Van Morgue is a monster slayer. He’s apparently very good at it, getting his targets from afar and going to do so without much question. Yet he is sent to slay the vampire Tanith and cannot, deciding instead to take the opportunity to become one of his former prey. Morgue then finds himself in the middle of a war he hadn’t been aware was coming, learning more about the creatures he was sent to kill in the past as he moves along.
I have a very hard time figuring out how I want to explain this book. I suppose I should start with this: it is too short. Too short for everything that happens in it. Too short for the amount of characters involved that we are supposed to get to know. Too short for the developments, both interpersonal and not, which happened both too slowly and at a rapid pace.

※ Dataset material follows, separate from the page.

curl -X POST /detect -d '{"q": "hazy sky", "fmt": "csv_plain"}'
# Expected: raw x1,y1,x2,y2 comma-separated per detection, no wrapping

There is a good story under here. At least, one I think I would be really interested in if done differently. But there are extended paragraphs describing the environment (a lot of comparing the moon or the darkness to something else, too much for my taste), yet not enough accurately describing the passage of time. It was hard for me to tell how much time was supposed to have gone on between the beginning of the story and every other movement of the characters. Eventually I realized a lot of time must have passed, but only because of mentions of how Morgue viewed other characters now. Specifically through another comparison moment.
This story is very plot based and the characters there could have been anything, because there was never enough time with the characters themselves to have them be more than the name and the label of their race or profession. The exception being Tanith, which the characters in the first half of the book spend a lot of time praising for things we do not really get to see her do. We hear about her curiosity (which in her flashback, she of course has), but we don’t really see her do anything to further prove that until later in the book, at which point Morgue is apparently well aware of this character trait the reader hasn’t been given the privilege of.
This book feels like someone has cut out very important swatches of it, that if those passages were returned I would finally be allowed in. Until then I am trapped on the outside of a premise which sounds interesting and totally up my alley, wishing for more. Not more books, as the book does end on more excitement instead of resolution, but more of this book.
I give this book a two out of five. I couldn’t tell myself to TDR it, hoping something would finally fall together, but in the end I am left disappointed by a story which promised me so much more.